What is an Annuity?
An annuity is a long-term, tax-deferred investment designed for retirement that may fluctuate in value. Annuities allow clients to have a retirement income that works for them. The stream of cash flows over periodic intervals for a fixed or contingent period, often for the recipient’s life. Like a traditional life insurance policy, annuity contracts are issued directly by the insurance company (carrier) to the purchasing client.
Key Features of Annuities
Guaranteed lifetime income option
Open-ended income instrument
Provides options for ‘annuitization’
Wide variety of choices for client
Avoidance of probate
Why Invest in an Annuity?
Annuities provide a stream of periodic income payments over the annuitant’s life or a set number of years. Annuities can offer a measure of protection against market downturns, may provide a guaranteed investment return, and grow tax-sheltered until the annuitant decides to withdraw the money.

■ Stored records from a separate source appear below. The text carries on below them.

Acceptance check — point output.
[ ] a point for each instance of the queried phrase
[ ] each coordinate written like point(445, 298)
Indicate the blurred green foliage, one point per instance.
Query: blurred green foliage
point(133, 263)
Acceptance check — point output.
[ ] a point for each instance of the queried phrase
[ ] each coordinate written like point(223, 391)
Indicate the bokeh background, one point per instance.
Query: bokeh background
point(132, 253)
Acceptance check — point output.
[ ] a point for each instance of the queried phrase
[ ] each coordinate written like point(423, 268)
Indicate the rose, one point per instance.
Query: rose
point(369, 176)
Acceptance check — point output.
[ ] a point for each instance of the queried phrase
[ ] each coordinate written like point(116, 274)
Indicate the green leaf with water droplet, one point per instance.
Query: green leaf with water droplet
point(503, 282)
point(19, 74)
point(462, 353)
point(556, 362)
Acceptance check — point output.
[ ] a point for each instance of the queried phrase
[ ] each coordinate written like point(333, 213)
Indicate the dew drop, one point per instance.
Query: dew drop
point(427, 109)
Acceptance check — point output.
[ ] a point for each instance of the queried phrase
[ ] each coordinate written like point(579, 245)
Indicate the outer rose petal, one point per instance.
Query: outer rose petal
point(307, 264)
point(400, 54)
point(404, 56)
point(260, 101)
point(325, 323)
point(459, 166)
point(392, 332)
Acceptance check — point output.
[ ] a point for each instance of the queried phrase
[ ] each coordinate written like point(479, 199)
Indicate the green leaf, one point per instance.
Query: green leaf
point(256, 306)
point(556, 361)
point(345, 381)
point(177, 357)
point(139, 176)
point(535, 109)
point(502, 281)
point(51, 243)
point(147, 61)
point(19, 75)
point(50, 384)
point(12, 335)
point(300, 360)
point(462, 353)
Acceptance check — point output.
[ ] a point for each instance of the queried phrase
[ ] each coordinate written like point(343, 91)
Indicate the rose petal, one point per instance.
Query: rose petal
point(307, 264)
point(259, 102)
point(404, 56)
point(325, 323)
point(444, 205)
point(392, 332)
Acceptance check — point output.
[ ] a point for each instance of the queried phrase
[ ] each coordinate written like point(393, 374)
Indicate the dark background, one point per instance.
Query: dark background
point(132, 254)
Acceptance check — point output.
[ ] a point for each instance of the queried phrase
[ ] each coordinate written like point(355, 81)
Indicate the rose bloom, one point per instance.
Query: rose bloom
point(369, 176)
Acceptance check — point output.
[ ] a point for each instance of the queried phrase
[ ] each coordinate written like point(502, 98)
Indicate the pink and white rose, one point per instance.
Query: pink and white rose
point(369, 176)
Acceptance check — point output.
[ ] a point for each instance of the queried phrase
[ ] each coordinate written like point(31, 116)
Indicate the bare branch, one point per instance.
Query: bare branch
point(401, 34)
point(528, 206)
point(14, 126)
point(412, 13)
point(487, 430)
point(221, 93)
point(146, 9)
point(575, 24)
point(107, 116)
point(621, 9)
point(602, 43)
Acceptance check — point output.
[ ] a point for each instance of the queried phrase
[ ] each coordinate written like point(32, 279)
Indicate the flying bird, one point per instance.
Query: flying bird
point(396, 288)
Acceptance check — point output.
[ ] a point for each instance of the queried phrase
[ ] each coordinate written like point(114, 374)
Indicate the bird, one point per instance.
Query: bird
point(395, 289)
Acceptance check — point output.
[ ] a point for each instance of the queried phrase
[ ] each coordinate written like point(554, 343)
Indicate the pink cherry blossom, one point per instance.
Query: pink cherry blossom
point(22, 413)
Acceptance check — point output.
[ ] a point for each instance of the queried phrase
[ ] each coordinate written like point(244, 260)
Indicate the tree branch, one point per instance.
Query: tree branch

Who are the Typical Investors in Annuities?
Typical investors of annuities are those looking for a steady stream of income through retirement as well as those individuals seeking financial security in a tax-deferred solution.
What are the Risks of Annuities?
Company Default Risk: The guarantees made by the insurance company are only as good as the claims paying ability of the company itself. The investor should conduct proper due diligence to understand the financial strength of the life insurance company before entering into an agreement. Annuities are not FDIC or NCUA insured, bank guaranteed or guaranteed by any governmental agency.
Early Withdrawal/Liquidity: Fees may apply if you withdraw money before the end of the surrender period. These charges can be quite high and heavily reduce payout. Annuities are designed for retirement purposes and should not be used as ‘emergency funds.’ In addition, withdrawals on an annuity, made before the age of 59 1/2 are subject to a 10% tax penalty.
Interest Rates: Funds invested may not be available to reinvest in a financial product that may later offer a higher rate.
Investors should consult with qualified tax, estate, and financial professionals before investing. Gains from tax-deferred investments are taxable as ordinary income upon withdrawal. Investment returns and principal value will fluctuate so that the value when redeemed may be worth more or less than the original value. Depending on the type of annuity (i.e. fixed, indexed, variable), you will experience varying degrees of investment risk.